Palo Mayombe

Ngangas are the deities (Gods & Goddesses) of Palo Monte Mayombe. These deites are more familiarly known as the mpungos. The mpungos are spirit entities who were created by Nzambi (the creator god, also called Nsambi, Sambi, or Nsambi Mpungo. Nzambi created the mpungos in order to control the forces of nature, tend to the spirits of the dead, and look after humanity’s needs.

The mpungos are worshipped by many different, each of which that can be traced back to its origins of modern day Congo and Angola. The first slaves who were brought to the America came from these places. They brought their religious beliefs and practices to Cuba, Brazil, Haiti, the Dominican Republic, Jamaica, and the Bahamas. This gave birth to a new way of worship known as Las Reglas de Congo (also known as Palo Monte), Kumina, Umbanda, and Quimbanda.

The offspring of these slaves adapted a new way of practicing their religious beliefs to their new land. In a nation where the majority religion was Catholicism, they hid their worship of African gods by disguising their deites behind the Catholic church saints. This new way of identifying their deites with those from the catholic religion was syncretism. Although some syncretism had already taken place in Africa, before the slaves were abducted, most of it originated in the Americas. Because of this African traditions refering to the mpungos as “saints” also drew similarites between the two. As more and more slaves were brought to the America, people from different tribes were forced to coexist and rely on each other for survival. This exchange of religious beliefs and practices brought about a relationship between the mpungos and other African deites including the Santeria orishas.

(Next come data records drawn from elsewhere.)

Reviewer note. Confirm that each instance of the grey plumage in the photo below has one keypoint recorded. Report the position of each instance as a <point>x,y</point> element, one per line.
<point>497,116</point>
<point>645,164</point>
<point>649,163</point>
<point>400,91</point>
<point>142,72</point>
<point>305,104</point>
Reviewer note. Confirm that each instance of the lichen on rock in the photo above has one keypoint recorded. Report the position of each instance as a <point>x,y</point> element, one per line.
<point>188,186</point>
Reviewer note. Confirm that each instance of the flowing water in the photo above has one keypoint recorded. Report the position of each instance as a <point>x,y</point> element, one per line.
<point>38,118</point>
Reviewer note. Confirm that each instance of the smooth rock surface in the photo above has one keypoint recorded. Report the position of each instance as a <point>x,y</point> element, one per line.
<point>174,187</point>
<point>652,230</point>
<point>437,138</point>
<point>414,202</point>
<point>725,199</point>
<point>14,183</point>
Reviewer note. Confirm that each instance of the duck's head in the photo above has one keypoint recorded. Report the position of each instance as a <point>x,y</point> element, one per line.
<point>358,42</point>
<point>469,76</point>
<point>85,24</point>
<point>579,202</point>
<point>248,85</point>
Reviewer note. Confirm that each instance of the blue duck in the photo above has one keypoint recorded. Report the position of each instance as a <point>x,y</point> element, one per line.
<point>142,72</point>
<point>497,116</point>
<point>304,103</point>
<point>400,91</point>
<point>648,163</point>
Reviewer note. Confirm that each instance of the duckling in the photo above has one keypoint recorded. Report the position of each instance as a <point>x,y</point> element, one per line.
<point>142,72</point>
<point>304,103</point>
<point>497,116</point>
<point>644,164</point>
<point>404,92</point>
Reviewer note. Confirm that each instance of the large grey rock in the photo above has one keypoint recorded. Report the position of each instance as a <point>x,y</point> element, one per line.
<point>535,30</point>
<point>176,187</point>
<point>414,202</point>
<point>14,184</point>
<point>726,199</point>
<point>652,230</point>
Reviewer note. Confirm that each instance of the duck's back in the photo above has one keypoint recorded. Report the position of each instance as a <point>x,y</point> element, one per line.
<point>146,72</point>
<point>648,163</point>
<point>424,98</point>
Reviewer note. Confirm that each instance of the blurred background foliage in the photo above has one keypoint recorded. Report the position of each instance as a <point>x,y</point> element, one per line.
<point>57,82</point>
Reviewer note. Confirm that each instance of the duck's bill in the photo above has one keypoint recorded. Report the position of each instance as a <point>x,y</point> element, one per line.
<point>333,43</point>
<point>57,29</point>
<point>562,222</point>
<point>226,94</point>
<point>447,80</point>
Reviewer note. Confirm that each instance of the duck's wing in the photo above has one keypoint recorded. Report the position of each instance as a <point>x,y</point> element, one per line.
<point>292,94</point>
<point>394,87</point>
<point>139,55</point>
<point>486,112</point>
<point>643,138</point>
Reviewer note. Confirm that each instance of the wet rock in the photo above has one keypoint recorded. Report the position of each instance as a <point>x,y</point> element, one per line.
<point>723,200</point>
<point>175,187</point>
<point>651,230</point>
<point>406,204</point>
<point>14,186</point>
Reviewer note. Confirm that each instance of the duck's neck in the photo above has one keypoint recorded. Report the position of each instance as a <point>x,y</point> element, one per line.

In America worshiping mpungos is primarily found in Las Reglas de Congo, (Palo Monte or Palo). Palo Monte translated means “stick of the wilderness” , meaning the tradition of palo have a tendency to use sticks from various trees and plants for religious and magical practices. Palo Monte has several branches of practice, including Palo Mayombe, Kimbisa and Brillumba. Due to Palo having a long history of influence from the early Spanish colonization, most prayers and rituals are conducted in a unique blend of Kikongo (the original language of palo) and Spanish.